FromTheKitchen_withJoyceWalter
From the Kitchen by Joyce Walter

When family members gather for the Easter meal, many traditional foods will appear on the table.

This week’s recipes offer ideas for dishes that might someday become annual family favourites.

• • •

Pineapple Raisin Sauce

4 tsps. cornstarch
2-6 oz. cans pineapple juice
1-20 oz. can crushed pineapple
1 cup brown sugar
2 tbsps. Dijon mustard
1/2 tsp. ground cloves
1/2 tsp. ground ginger
1/4 tsp. ground cloves
1 cup sultana raisins

Dissolve cornstarch with pineapple juice to make a slurry.

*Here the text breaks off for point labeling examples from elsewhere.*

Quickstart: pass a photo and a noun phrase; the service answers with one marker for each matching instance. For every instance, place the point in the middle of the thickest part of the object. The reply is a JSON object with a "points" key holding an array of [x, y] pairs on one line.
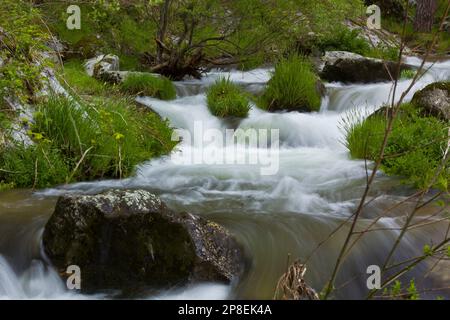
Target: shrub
{"points": [[414, 149], [149, 85], [225, 99], [344, 40], [293, 86]]}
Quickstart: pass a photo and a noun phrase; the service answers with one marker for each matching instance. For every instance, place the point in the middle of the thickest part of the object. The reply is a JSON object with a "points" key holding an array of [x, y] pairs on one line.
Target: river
{"points": [[316, 188]]}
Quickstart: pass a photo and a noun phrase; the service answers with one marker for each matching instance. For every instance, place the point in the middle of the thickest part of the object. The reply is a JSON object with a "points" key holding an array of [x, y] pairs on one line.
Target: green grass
{"points": [[293, 86], [226, 99], [414, 150], [407, 74], [75, 141], [38, 166], [149, 85], [77, 78]]}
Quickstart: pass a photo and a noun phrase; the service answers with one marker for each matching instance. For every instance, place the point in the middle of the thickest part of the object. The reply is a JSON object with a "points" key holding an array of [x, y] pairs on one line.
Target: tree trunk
{"points": [[424, 19]]}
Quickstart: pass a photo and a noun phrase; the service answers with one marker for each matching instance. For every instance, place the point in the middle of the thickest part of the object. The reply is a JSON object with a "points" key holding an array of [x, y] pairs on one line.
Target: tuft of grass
{"points": [[414, 150], [149, 85], [75, 141], [35, 166], [407, 74], [293, 86], [77, 78], [226, 99]]}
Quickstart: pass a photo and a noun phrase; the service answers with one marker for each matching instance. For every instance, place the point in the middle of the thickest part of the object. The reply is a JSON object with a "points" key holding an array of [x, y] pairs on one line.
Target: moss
{"points": [[76, 141], [414, 150], [226, 99], [77, 79], [293, 86], [149, 85]]}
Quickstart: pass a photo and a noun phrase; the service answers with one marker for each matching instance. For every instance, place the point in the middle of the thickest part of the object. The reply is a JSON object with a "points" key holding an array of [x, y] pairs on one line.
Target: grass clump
{"points": [[75, 141], [414, 150], [226, 99], [293, 86], [407, 74], [149, 85], [351, 41]]}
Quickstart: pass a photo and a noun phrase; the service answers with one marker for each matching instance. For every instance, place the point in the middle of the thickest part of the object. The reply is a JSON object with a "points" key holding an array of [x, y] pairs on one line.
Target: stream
{"points": [[315, 189]]}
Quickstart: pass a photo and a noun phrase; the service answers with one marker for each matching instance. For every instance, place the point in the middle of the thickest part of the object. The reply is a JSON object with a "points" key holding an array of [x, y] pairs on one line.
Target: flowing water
{"points": [[316, 188]]}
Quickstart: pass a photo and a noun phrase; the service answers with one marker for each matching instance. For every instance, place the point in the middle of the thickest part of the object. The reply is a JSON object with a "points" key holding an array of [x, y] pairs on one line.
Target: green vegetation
{"points": [[149, 85], [22, 38], [293, 86], [407, 74], [75, 141], [350, 40], [226, 99], [77, 79], [419, 41], [414, 150]]}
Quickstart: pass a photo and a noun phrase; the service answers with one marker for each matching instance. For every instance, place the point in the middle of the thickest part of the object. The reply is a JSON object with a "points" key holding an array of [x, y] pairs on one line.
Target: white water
{"points": [[317, 186]]}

Stir until smooth and glossy and set aside.

Mix all other ingredients in a medium sauce pan and bring to a boil over low heat. Add cornstarch and stir until thickened. Remove from heat. Thin with more juice if sauce is too thick.

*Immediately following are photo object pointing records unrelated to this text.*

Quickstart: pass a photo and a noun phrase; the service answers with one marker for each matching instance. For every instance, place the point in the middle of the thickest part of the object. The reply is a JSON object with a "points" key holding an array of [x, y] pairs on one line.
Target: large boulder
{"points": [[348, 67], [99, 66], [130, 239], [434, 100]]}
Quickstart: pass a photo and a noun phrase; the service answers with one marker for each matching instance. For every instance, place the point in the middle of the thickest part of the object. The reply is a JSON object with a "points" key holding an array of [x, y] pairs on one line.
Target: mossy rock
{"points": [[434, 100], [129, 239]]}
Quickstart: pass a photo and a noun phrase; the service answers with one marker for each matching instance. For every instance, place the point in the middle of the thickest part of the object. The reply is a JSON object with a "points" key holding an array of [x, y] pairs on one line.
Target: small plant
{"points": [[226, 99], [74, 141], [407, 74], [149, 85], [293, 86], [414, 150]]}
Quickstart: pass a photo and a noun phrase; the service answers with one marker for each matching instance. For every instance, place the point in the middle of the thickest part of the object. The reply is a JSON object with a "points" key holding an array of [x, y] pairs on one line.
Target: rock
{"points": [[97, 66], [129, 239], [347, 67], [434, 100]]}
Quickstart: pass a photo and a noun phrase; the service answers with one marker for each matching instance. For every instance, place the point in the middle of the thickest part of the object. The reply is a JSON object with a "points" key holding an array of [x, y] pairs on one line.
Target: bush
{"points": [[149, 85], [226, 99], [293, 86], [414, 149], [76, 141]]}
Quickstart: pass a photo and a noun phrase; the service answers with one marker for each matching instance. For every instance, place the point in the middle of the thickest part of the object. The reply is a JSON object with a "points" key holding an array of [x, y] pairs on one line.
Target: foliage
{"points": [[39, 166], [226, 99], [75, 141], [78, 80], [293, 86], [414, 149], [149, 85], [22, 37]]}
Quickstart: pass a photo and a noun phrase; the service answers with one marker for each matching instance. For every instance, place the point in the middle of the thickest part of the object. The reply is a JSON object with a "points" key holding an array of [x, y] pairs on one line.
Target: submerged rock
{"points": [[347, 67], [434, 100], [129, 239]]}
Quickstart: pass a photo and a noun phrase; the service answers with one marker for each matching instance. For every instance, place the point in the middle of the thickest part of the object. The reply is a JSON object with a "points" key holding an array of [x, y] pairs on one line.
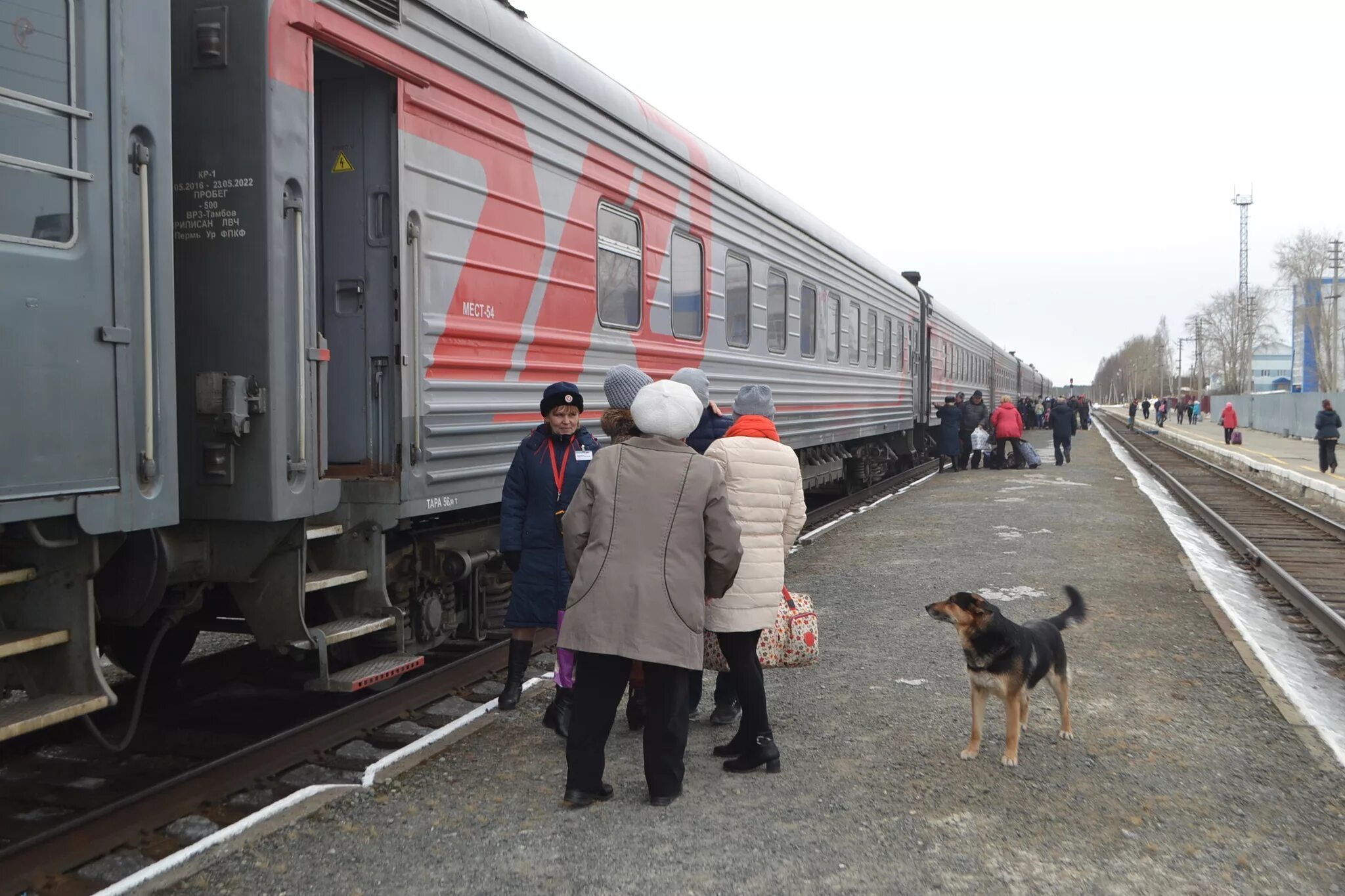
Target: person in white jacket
{"points": [[766, 498]]}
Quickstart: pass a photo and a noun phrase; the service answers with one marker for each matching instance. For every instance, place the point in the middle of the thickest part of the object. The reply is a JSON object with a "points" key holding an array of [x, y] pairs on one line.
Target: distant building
{"points": [[1273, 367], [1304, 367]]}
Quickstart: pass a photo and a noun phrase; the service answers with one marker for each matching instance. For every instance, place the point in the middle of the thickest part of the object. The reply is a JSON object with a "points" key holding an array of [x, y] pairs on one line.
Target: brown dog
{"points": [[1009, 660]]}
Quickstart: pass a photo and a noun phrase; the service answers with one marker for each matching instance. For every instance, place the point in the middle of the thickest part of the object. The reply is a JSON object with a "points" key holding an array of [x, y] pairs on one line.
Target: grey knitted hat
{"points": [[623, 382], [755, 399], [695, 378]]}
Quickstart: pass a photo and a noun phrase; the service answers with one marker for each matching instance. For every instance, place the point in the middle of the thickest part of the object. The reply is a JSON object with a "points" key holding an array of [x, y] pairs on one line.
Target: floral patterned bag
{"points": [[791, 643]]}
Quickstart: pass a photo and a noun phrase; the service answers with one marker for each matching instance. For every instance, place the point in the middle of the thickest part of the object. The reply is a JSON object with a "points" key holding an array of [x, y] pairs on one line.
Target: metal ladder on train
{"points": [[346, 568], [22, 647]]}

Slice ham and place on a serving platter. Cover ham slices with sauce and serve. May also be served as a side dish with spiced pork ribs.

• • •

Strawberry Feta Salad

1 cup slivered almonds
medium head of iceberg lettuce, pulled into chunks and leaves
16 oz. container fresh strawberries, washed, hulled and sliced
1/2 cup or more crumbled feta or goat cheese
Vinaigrette:
1/2 cup extra virgin olive oil, neutral flavour
5 tbsps. lemon juice
2 tbsps. honey
1/4 tsp. or more sea salt
pepper to taste

Preheat oven to 375 degrees F. Spread slivered almonds on a plate and roast for 5 minutes until they are light brown. Do not burn. Set aside to cool.

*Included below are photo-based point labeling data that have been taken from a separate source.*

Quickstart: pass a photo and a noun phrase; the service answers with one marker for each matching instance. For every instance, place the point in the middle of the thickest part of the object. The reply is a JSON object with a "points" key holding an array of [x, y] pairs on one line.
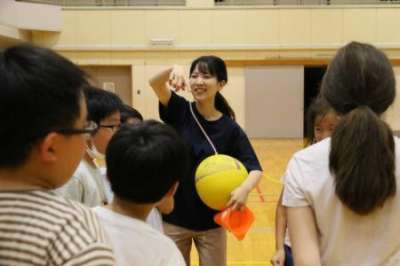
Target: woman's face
{"points": [[204, 86]]}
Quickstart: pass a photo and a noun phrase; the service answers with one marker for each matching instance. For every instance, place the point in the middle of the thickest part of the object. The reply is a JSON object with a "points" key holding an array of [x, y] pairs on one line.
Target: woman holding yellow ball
{"points": [[208, 126]]}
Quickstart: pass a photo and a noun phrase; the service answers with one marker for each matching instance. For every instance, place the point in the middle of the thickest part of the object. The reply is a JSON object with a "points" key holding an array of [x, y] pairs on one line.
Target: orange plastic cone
{"points": [[235, 221]]}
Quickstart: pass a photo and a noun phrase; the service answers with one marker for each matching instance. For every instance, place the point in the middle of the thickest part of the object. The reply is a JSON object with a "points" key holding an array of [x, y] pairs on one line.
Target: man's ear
{"points": [[172, 190], [48, 148]]}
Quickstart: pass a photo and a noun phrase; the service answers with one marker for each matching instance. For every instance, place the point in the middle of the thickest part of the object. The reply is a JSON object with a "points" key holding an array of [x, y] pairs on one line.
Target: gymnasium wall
{"points": [[123, 36]]}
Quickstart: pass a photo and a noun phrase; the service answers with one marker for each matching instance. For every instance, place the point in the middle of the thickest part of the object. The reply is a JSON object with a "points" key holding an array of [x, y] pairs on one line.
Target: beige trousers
{"points": [[210, 244]]}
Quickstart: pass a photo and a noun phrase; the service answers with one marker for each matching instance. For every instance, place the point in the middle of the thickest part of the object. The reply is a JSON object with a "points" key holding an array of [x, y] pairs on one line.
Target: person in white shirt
{"points": [[144, 165], [88, 185], [341, 193]]}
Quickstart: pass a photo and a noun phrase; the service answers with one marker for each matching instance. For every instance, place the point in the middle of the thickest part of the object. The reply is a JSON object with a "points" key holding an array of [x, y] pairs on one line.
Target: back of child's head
{"points": [[216, 67], [101, 103], [145, 160], [360, 84], [130, 115], [40, 92], [318, 112]]}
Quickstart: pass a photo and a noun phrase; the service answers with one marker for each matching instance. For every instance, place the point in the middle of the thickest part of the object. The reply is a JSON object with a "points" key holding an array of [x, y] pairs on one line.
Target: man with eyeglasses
{"points": [[88, 184], [42, 140]]}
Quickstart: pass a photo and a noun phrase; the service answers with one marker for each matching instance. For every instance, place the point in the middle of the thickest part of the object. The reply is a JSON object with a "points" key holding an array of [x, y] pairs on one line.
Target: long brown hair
{"points": [[360, 85]]}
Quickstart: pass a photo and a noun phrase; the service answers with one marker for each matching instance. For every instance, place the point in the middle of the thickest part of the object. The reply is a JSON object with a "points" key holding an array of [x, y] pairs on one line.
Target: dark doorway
{"points": [[312, 81]]}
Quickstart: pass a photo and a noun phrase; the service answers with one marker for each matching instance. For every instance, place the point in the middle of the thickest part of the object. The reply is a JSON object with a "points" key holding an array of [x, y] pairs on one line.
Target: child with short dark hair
{"points": [[43, 109], [144, 165]]}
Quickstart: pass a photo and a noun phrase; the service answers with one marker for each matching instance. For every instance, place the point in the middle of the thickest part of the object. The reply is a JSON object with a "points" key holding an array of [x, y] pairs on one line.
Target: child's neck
{"points": [[208, 110], [131, 209]]}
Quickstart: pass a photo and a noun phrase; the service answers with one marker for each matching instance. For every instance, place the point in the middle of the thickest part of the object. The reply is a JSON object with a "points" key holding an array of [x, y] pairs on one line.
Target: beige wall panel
{"points": [[45, 38], [392, 115], [294, 54], [195, 27], [93, 58], [228, 27], [388, 25], [200, 3], [295, 27], [326, 26], [93, 28], [262, 27], [128, 28], [67, 36], [162, 24], [262, 55], [230, 55], [161, 58], [127, 58], [139, 85], [329, 54], [359, 25], [234, 92]]}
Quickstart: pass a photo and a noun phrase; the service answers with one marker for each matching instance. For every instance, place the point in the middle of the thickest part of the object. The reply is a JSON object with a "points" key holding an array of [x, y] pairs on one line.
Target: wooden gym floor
{"points": [[259, 244]]}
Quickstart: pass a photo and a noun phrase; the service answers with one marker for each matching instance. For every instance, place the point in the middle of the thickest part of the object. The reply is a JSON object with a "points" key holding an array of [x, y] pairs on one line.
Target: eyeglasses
{"points": [[88, 130], [113, 128]]}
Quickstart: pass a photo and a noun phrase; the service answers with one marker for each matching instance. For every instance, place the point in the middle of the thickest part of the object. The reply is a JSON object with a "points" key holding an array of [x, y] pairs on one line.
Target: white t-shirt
{"points": [[87, 186], [136, 242], [346, 238]]}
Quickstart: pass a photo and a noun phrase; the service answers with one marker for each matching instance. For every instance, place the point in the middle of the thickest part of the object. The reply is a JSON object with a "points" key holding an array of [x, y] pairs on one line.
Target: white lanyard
{"points": [[202, 129]]}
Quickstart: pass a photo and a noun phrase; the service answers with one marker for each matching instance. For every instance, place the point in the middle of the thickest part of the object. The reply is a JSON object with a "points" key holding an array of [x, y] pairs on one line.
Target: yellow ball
{"points": [[216, 177]]}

Layer the lettuce chunks and leaves with strawberries, almonds and cheese in a large bowl.

To make the vinaigrette dressing, mix all ingredients in a jar, cover and shake until all ingredients are combined, or place ingredients in a blender and blend until mixed.

Just before serving, add vinaigrette to salad mixture and toss evenly to coat salad ingredients. Serve immediately.

• • •

Banana Pudding Pie

2 cups vanilla wafer crumbs
3 bananas, sliced into 1/4 inch slices
Pudding:
1 1/2 cups white sugar
1/4 cup all-purpose flour
2 cups milk
3 egg yolks
2 tsps. butter
2 tsps. vanilla extract
2 tsps. banana flavouring
Meringue:
3 egg whites
1/4 cup sugar

Preheat oven to 350 degrees F.

Line bottom and sides of 9 inch pie plate with half of the crumbs and top with half of the banana slices.

To make the pudding, in a medium sauce pan, combine 1 1/2 cups sugar with flour. Mix then stir in half the milk. Beat egg yolks and whisk into the sugar mixture.

Add remaining milk and the butter.

Place over low heat and cook until thickened, stirring frequently. Do not let burn. Alternately, cook over boiling water in a double boiler, also stirring continuously until mixture is thickened.

Remove from heat and stir in vanilla and banana flavourings. Cool slightly then pour half pudding mixture over the bananas. Top with another layer of crumbs and bananas and top that with remaining pudding mixture.

To make the meringue, beat egg whites until foamy. Gradually add 1/4 cup sugar and beat until stiff. Spread over pudding mixture.

Bake pie for 15 minutes or until meringue is brown. Chill before serving. Garnish with whipped cream and more banana slices on the side. Store leftovers in fridge.